= Bob Boote =

British soldier in Greece

Robert Edward Boote (6 February 1920 – 25 November 2019) was awarded the Distinguished Service Medal DSM from the United Kingdom for his service as a soldier in Greece. He also received the Royal Victorian Order CVO for his work as an environmentalist who regarded people and pollution as the key threats to the countryside.

==Early life==

Robert Edward Boote, known as Bob, was born in Stoke on Trent. His father was a local government officer and Methodist. After leaving Hanley High School, a grammar school in Stoke-on-Trent, at the age of 16, he started work in the City Council's architectural department.

==Military service==
Boote served on anti-aircraft units in England. Later towards the end of the war, he went to Greece and was in the Special Operations Executive for the British Military Mission. Here he liaised with Greek National Guard Defence Battalions forces which were instrumental in the Greek Civil War at the end of which on 14 October 1949 he was awarded the Distinguished Service Medal for this work. He was also made an honorary Major before leaving the army.

==Environmental work==
After war service, Boote worked for Stoke on Trent and then Staffordshire's planning departments . He studied public administration and gained a BSc in economics from the University of London in 1952. In 1954 he joined the UK government's Nature Conservancy later becoming its deputy director. He worked on revising its organisation and was the first Director General of the newly formed Nature Conservancy Council in 1973. He held this post until retiring in 1980.
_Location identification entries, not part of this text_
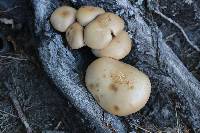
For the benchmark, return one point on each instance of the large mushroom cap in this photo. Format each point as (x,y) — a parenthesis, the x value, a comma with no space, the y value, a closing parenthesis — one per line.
(98,33)
(62,17)
(74,36)
(119,88)
(86,14)
(118,48)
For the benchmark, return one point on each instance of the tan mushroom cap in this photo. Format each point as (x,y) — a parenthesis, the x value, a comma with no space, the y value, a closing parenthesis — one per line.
(118,48)
(86,14)
(74,36)
(98,33)
(62,17)
(119,88)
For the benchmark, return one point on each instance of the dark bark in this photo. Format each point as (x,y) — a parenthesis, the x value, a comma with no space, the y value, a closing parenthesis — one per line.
(174,89)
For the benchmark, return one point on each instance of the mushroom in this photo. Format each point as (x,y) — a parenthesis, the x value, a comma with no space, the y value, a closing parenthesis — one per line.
(74,36)
(98,33)
(62,17)
(86,14)
(119,88)
(118,48)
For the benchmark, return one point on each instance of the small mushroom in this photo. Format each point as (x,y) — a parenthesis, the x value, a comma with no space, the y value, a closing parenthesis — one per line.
(86,14)
(62,17)
(74,36)
(119,88)
(118,48)
(98,33)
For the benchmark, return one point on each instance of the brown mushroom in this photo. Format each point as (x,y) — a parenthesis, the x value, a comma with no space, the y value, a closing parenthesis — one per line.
(98,33)
(119,88)
(118,48)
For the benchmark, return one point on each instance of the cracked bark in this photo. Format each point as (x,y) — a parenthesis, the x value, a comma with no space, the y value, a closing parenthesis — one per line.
(172,83)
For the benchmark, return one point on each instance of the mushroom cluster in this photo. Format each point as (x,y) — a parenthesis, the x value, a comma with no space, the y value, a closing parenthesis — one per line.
(118,88)
(93,27)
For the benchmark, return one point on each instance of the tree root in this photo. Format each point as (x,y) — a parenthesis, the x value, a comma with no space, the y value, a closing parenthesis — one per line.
(18,108)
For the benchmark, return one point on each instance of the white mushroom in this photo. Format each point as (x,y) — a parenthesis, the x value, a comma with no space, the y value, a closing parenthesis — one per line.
(118,48)
(74,36)
(86,14)
(119,88)
(62,17)
(98,33)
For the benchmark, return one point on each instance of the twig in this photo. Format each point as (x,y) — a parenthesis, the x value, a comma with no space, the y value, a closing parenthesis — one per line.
(179,27)
(14,58)
(9,9)
(8,113)
(18,108)
(137,126)
(177,121)
(58,125)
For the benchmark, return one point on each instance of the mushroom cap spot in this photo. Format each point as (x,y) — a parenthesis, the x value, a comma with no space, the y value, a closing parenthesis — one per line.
(113,87)
(111,21)
(96,37)
(116,108)
(98,33)
(86,14)
(123,76)
(62,17)
(74,36)
(92,87)
(118,48)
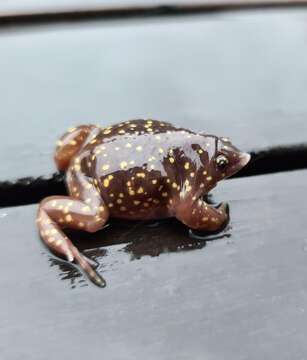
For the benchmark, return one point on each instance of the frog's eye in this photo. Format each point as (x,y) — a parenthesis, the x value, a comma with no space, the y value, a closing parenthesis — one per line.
(221,161)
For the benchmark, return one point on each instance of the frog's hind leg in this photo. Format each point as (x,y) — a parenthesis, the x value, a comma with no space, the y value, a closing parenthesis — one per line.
(71,142)
(88,213)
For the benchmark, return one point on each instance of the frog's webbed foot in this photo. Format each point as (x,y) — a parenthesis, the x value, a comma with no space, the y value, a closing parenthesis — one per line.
(199,215)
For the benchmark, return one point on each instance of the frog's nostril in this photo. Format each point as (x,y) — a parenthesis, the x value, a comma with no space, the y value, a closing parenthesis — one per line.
(244,159)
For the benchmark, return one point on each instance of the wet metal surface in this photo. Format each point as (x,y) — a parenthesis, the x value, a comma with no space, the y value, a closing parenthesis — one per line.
(237,75)
(247,292)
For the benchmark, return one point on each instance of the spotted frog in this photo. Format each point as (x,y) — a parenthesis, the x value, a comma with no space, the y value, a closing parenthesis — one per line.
(139,169)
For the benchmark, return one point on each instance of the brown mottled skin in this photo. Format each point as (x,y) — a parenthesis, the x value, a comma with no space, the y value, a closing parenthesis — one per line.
(139,169)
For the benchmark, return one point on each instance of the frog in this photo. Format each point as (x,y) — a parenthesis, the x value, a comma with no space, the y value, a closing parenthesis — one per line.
(135,170)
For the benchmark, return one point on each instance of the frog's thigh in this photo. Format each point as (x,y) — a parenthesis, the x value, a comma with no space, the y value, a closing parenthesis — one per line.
(87,211)
(200,216)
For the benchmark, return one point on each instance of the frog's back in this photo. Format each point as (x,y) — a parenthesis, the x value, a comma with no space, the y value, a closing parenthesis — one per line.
(134,163)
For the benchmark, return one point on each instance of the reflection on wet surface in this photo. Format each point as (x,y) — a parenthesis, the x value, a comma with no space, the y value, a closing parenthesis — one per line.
(138,239)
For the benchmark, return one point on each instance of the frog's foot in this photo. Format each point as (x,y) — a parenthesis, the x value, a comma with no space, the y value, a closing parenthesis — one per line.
(60,244)
(201,216)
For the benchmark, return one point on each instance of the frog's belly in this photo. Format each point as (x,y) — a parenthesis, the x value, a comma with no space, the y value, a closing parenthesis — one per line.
(140,212)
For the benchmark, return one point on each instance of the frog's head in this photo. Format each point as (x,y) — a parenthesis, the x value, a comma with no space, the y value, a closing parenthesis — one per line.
(228,159)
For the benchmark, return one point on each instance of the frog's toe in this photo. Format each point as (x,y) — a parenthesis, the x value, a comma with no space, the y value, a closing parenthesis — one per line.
(224,208)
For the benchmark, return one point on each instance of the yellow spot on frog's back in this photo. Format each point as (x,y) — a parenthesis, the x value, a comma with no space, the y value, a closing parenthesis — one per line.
(123,164)
(131,192)
(105,167)
(68,218)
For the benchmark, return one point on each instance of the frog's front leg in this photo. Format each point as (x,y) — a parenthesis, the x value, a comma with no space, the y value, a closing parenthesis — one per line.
(87,212)
(198,215)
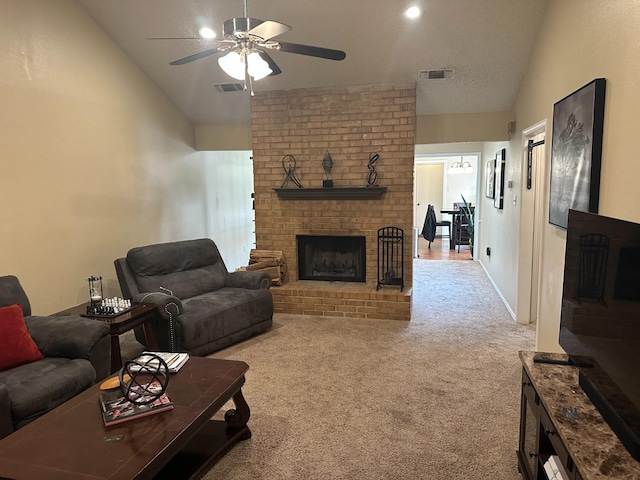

He was dismayed by the environmental damage done by industrial development and proposed changing government policies to promote environmental recovery. His chosen motto was said to be a “policy of continuous improvement.” In 1967 Penguin published his influential book Man and Environment: Crisis and the Strategy of Choice under the pen name of Robert Arvill.
In 1969 he led in a short film on the changes being undertaken in Stoke on Trent to transform industrial wasteland into environmentally rich community amenities. In 1970 he organised the European Conservation Year which spanned twenty-one countries and over 200,000 events, including a conference in Stuttgart attended by many high status people and which was reported in the New York Times.

In the 1971 Birthday Honours he was made a Commander of the Royal Victorian Order (CVO). He advised many bodies and people including Princes Philip and Charles in the UK.

In retirement, he continued to be an active environmentalist, including promoting the protection of Antarctica and being vice-chair of the UK charity The Conservation Volunteers organisation up until 2018.

==Personal life==
Boote married Vera Badian in 1948. She was a nurse born in Austria and died in 2015. They had a daughter and four years later a son.